Proof of equality of chemical potentials and temperature for diphasic system

Question

My question is the following :

I have a system at (T,V,N) which is composed of two phases : (T1,V1,N1) and (T2,V2,N2).

Initially I wanted to proove that $ \mu_1 = \mu_2 $, but I had troubles.

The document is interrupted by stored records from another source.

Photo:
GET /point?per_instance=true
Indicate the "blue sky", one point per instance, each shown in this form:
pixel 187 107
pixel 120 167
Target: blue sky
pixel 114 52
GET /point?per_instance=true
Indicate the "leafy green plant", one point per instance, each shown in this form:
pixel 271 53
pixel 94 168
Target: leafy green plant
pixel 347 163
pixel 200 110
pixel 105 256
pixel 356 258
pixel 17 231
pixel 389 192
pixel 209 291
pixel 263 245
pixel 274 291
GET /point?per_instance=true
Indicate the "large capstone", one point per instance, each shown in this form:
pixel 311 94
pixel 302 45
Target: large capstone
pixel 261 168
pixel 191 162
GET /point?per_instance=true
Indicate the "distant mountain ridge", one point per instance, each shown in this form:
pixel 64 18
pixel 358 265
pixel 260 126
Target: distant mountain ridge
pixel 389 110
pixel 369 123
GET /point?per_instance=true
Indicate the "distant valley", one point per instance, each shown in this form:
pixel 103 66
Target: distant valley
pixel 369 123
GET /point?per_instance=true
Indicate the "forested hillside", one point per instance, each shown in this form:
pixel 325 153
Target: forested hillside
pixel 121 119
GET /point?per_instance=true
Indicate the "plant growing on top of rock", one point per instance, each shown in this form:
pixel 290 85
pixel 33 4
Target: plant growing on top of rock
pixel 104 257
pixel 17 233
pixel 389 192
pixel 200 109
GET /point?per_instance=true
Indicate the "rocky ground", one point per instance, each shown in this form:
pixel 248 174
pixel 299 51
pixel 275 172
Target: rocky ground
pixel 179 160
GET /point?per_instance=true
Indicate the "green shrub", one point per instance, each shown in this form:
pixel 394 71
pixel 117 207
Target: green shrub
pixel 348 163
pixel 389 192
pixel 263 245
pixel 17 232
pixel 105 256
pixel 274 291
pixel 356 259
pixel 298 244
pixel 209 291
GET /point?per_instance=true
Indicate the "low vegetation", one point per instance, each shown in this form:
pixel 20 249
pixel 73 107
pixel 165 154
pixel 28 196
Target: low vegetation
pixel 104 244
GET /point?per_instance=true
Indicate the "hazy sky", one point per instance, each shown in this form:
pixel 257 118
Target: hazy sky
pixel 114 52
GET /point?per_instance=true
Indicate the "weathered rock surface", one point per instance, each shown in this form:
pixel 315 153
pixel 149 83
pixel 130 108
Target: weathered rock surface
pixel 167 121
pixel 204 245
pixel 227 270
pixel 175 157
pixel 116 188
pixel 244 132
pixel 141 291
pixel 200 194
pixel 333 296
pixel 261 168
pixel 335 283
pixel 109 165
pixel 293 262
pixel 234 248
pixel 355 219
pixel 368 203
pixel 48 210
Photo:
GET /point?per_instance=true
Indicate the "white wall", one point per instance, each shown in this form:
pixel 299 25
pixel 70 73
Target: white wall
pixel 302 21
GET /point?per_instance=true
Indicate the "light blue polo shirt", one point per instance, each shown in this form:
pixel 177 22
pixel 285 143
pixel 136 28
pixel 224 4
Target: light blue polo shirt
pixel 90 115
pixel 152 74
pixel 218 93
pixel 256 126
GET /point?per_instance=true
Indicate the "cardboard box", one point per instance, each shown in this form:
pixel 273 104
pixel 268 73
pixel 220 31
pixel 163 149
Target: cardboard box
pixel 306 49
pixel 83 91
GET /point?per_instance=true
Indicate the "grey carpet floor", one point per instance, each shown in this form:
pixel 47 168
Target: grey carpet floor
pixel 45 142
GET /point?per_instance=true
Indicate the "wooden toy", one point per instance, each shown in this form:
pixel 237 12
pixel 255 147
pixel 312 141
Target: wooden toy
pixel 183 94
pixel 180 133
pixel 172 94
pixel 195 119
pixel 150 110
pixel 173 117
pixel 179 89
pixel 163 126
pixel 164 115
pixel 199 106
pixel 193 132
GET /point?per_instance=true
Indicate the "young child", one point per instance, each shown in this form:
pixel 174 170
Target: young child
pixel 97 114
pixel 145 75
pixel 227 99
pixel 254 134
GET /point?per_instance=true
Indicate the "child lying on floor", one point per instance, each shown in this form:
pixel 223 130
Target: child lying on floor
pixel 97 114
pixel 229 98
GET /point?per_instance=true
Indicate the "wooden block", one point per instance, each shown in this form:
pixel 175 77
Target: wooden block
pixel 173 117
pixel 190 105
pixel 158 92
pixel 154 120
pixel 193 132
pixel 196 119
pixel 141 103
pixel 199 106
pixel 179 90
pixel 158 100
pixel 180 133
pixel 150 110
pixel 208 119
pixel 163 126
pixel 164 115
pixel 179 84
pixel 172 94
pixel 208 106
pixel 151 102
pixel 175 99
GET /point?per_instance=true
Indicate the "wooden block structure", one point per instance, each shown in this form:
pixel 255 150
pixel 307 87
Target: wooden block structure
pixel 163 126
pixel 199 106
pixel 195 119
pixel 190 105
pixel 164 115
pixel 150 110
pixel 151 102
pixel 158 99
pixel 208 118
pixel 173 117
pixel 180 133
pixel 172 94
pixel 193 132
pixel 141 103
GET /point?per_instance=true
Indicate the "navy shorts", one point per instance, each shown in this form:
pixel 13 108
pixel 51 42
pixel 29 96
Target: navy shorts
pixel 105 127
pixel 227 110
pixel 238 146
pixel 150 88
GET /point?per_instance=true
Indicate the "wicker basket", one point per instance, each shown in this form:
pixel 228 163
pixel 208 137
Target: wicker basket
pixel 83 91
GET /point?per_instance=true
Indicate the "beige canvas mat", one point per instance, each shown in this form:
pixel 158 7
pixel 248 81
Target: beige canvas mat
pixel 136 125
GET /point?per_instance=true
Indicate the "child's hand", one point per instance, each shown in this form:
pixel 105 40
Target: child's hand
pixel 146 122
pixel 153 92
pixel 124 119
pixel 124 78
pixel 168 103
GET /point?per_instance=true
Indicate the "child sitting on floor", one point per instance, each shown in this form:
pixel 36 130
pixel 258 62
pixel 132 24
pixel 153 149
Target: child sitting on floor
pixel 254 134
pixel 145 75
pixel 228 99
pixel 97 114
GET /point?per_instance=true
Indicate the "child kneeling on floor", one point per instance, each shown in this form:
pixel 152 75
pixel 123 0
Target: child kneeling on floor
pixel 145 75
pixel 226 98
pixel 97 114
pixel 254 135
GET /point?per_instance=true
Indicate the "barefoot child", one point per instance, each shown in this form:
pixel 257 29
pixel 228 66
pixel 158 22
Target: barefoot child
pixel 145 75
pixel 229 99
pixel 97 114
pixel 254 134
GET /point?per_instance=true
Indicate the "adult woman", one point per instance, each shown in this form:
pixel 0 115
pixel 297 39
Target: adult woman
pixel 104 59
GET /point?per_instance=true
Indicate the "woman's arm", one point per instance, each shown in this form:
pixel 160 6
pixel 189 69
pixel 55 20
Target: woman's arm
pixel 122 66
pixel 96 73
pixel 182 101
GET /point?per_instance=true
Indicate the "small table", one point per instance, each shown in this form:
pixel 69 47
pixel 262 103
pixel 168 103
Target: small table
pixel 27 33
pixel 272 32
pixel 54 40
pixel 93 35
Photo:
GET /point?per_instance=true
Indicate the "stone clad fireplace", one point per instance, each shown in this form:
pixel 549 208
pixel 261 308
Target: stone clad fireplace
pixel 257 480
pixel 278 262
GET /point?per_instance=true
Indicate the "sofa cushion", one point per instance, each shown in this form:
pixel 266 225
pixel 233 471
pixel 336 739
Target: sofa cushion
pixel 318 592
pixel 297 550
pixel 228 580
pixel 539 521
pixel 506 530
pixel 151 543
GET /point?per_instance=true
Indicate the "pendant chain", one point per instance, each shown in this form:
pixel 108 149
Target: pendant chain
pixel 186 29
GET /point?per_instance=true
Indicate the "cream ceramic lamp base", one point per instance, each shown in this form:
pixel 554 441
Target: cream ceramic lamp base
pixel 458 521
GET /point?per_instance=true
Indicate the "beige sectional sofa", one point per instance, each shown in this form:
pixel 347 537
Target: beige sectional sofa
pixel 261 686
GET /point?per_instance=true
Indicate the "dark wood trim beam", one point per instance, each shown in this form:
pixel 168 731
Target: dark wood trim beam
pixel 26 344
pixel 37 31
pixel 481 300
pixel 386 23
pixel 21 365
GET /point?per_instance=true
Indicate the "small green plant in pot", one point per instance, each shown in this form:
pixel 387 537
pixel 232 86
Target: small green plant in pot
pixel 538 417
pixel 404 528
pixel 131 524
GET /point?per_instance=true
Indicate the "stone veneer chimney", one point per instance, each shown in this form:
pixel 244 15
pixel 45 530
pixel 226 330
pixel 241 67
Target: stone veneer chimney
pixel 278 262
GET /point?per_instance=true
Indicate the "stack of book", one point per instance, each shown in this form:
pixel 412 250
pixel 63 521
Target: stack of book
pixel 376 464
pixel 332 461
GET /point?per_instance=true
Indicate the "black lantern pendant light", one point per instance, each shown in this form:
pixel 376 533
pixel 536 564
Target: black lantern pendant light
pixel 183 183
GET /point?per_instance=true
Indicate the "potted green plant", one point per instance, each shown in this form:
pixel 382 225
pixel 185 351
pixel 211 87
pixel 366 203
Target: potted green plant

To proove it i use the fact that $F=F_1+F_2$ must be minimised at equilibrium because we are in (T,V,N).

So we have :

$dF=dF_1+dF_2$.

I can write : $V=V_1+V_2$, $N=N_1+N_2$ and s N and V are fixed, $dV_2=-dV_1$, $dN_2=-dN_1$.

So :

$$dF=(-P_1+P_2)dV_1+(\mu_1-\mu_2)dN_1-S_1dT_1-S_2dT_2=0$$

Then I wanted to say "well, $N_1$, $V_1$, $T$ are independant variables so I have to cancel the terms in frond of $dN_1$, $dV_1$ and I would have $P_1=P_2$ and $\mu_1=\mu_2$. But there is these terms in $dT_1$ and $dT_2$ that I don't know how to replace by $dT$...

Answer 1

Since in your case temperature does not remain constant, there is no point in trying to minimize $F$. If the reaction occurs in an isolated container, then total internal energy of the combined system, $U=U_1+U_2$, remains constant. If this is the case then it proper to maximize entropy, $S$, which is a function of $U,V,N$ ($F$ is obtained by Legendre transform of this fundamental relation).

$dS=(\frac{1}{T_1}-\frac{1}{T_2})dU_1+(\frac{p_1}{T_1}-\frac{p_2}{T_2})dV_1+(-\frac{\mu_1}{T_1}+\frac{\mu_2}{T_2})dN_1=0$, at equilibrium.

Refer: Thermodynamics by Callen.